Don’t forget your sunscreen whilst you’re out in the garden!

Do you love to be out in the garden?

Perhaps you fancy yourself as the next Alan Titchmarsh or maybe you just enjoy watching your other half in the garden as you direct them where to plant the pansies?

No matter what your gardening style is, there’s one thing that we all need to make sure we do before we throw on our gardening gloves and tend to our roses – and that’s to give our skin protection from the sun!

Even on a cloudy day in the UK, harmful UV rays penetrate clouds and can cause damage to our skin. With skin cancer rates at an all-time high and at least 100,000 new cases are diagnosed each year in the UK[1], it’s so important to wear a high factor sunscreen to help keep your skin safe – even if you’re just nipping out for ten minutes to weed your patio!

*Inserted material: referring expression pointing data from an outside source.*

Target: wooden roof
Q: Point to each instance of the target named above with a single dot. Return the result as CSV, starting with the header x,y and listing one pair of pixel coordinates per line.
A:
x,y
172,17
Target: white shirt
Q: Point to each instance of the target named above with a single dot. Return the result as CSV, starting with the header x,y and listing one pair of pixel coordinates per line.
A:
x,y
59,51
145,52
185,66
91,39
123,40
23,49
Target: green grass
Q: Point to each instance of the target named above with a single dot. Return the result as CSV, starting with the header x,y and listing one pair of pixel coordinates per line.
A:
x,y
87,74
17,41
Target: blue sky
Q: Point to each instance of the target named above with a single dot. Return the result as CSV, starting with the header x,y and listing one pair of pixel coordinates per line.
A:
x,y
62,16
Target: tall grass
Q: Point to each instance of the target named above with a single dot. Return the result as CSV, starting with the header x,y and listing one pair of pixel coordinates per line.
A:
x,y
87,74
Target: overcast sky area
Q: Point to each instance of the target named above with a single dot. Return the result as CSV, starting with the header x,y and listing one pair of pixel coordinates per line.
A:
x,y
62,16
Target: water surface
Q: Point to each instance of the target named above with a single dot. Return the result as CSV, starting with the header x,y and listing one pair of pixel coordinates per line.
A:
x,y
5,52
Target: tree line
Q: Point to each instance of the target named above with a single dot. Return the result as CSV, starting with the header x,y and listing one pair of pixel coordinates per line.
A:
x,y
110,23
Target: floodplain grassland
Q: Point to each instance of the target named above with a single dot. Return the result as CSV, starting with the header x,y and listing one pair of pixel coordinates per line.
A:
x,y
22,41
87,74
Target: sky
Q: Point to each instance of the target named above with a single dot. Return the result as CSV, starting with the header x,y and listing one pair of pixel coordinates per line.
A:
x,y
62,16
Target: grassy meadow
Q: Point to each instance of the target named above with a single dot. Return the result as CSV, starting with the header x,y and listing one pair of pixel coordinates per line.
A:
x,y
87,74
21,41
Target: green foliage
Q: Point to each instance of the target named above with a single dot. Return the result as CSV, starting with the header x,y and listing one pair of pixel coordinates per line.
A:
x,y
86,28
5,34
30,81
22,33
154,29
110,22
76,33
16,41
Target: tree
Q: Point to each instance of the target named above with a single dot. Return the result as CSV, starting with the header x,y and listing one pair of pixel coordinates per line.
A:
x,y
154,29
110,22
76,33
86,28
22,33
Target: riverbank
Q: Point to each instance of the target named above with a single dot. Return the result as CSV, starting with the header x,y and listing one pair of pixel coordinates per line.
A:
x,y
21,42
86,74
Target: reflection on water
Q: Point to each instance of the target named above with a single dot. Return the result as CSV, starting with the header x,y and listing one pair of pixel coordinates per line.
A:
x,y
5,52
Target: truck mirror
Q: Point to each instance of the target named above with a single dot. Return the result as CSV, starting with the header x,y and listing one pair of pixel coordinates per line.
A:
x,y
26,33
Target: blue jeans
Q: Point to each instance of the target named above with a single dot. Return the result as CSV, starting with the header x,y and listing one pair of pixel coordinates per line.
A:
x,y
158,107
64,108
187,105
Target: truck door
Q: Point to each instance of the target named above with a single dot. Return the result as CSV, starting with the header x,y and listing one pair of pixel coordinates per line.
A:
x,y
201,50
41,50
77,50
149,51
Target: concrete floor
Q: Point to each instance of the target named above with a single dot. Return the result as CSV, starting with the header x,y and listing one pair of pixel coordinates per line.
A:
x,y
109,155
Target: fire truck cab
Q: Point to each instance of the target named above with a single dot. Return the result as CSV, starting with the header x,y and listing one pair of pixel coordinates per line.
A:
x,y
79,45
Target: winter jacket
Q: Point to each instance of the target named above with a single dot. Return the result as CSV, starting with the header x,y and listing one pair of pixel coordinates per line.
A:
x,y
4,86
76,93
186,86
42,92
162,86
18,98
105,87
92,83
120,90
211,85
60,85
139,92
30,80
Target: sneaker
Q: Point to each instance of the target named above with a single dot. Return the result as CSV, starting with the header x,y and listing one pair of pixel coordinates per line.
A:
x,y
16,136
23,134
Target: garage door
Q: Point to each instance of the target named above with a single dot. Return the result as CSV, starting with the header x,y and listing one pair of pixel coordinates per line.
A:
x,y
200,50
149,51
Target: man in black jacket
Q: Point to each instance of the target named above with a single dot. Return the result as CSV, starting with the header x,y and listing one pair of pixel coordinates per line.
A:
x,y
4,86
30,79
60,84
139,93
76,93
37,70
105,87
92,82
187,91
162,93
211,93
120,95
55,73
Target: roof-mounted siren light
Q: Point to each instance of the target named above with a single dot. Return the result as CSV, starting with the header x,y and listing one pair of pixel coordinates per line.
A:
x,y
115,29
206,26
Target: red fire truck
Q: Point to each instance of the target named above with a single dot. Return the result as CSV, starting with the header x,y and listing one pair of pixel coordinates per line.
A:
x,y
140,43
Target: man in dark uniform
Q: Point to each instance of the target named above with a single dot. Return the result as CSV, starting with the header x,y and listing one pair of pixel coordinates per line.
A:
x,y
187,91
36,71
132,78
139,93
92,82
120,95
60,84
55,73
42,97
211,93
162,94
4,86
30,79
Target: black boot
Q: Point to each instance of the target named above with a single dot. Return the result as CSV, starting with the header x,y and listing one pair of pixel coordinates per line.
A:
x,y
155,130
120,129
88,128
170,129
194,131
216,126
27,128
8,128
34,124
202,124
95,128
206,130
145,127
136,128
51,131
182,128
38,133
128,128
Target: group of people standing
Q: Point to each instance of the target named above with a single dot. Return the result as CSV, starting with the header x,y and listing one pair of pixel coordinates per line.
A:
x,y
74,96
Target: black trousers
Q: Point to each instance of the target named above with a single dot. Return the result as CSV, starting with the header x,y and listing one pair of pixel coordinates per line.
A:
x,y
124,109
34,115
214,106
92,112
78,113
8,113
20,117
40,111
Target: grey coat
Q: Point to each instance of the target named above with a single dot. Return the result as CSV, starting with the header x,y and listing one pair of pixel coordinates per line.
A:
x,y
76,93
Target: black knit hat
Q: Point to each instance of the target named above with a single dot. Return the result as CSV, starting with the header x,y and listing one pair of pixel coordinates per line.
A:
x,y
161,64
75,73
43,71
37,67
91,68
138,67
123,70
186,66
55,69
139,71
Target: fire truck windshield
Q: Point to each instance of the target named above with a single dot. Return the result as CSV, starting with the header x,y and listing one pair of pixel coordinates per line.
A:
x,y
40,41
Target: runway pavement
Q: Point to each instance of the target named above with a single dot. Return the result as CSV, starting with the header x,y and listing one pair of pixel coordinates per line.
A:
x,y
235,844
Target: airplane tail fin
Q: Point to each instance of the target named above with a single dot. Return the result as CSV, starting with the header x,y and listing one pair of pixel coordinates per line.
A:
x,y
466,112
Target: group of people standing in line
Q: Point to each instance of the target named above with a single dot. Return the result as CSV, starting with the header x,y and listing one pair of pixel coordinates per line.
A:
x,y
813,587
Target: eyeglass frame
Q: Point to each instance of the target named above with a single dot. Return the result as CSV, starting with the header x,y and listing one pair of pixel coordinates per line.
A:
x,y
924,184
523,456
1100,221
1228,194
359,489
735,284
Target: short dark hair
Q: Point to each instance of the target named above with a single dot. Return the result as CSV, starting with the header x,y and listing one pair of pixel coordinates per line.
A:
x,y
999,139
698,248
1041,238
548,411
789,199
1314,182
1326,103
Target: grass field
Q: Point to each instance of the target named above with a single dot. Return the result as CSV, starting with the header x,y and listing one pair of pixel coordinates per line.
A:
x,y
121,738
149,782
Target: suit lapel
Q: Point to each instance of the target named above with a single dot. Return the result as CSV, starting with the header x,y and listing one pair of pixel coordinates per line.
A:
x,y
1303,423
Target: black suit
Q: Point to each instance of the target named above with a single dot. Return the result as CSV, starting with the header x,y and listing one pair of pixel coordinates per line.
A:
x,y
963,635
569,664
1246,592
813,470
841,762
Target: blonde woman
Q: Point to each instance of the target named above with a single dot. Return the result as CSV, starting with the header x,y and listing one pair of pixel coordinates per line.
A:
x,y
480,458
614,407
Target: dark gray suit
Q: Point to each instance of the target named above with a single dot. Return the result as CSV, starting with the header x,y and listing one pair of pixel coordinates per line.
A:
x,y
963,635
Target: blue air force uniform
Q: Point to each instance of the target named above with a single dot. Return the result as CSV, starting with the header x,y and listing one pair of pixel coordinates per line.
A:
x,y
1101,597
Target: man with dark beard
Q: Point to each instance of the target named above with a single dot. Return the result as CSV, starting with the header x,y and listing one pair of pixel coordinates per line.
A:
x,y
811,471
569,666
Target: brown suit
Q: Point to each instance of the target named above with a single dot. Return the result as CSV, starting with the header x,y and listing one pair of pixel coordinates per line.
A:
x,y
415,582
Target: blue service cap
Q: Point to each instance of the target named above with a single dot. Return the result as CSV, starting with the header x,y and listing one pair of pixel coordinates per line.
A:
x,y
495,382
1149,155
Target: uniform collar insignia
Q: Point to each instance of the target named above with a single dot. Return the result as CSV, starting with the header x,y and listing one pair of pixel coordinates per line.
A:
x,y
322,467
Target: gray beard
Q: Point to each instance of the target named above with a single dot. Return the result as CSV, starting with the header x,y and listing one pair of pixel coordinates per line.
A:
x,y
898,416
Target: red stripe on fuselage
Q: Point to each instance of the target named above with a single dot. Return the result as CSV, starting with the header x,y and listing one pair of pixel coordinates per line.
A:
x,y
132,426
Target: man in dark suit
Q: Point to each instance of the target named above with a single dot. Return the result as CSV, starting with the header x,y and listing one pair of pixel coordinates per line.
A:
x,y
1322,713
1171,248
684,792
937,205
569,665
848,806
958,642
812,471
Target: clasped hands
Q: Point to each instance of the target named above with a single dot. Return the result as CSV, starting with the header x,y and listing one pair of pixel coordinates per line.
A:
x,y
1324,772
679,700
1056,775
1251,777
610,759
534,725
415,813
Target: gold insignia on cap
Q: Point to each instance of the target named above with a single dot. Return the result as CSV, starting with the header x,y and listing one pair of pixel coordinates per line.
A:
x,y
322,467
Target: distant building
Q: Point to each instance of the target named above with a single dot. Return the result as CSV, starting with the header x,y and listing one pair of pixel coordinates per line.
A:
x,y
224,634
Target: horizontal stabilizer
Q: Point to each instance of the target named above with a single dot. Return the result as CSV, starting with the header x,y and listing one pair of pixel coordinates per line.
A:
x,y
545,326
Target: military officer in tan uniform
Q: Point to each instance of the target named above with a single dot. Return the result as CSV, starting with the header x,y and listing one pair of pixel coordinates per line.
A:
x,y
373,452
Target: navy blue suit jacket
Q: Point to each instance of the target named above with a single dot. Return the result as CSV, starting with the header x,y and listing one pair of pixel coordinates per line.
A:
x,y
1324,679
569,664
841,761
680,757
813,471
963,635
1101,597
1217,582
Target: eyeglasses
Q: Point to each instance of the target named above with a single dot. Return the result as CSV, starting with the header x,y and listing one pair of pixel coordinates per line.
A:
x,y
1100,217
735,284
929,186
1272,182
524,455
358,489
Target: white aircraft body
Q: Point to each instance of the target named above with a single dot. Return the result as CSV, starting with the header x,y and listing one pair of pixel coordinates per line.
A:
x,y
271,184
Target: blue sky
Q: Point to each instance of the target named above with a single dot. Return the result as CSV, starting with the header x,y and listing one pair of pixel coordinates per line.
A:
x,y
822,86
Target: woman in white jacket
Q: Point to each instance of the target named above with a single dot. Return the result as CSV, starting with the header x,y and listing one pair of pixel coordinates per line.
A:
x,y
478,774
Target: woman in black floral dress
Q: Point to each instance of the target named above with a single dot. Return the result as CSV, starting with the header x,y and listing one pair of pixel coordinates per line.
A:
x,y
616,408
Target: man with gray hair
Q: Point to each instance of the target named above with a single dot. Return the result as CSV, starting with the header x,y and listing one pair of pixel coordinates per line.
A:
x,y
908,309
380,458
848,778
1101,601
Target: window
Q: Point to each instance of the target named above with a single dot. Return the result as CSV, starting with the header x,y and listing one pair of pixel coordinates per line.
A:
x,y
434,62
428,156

Research[2] suggests that activities such as gardening or mowing the lawn could increase the risk of skin cancer in men as they are less likely to apply sun protection.

In fact, about 20% of skin cancer cases are those known medically as Squamous Cell skin Cancer (SCC)[3], where the cancer has developed in areas of the skin which has been exposed to the sun including parts of the head, neck, back of hands and forearms.

These are areas which we’ve found people can easily forget, especially when it comes to men without any hair on their heads!

Follow our simple steps to make sure you stay protected from UV rays whilst you’re out in the garden:

  • Apply a high factor sunscreen, such as SunSense Ultra, liberally to all areas of clean dry skin – not missing out the top of the head, ears and hands.
  • Wait 20 minutes before going out in the sun.
  • Make sure you reapply every two hours, and especially after putting on gloves because wearing and removing clothing may cause the sunscreen to rub off.[4]
  • Protect your head by wearing a hat and your eyes by wearing sunglasses and stay in the shade where possible

Let’s make this summer the summer of less UV and protect ourselves from any damage the sun may cause.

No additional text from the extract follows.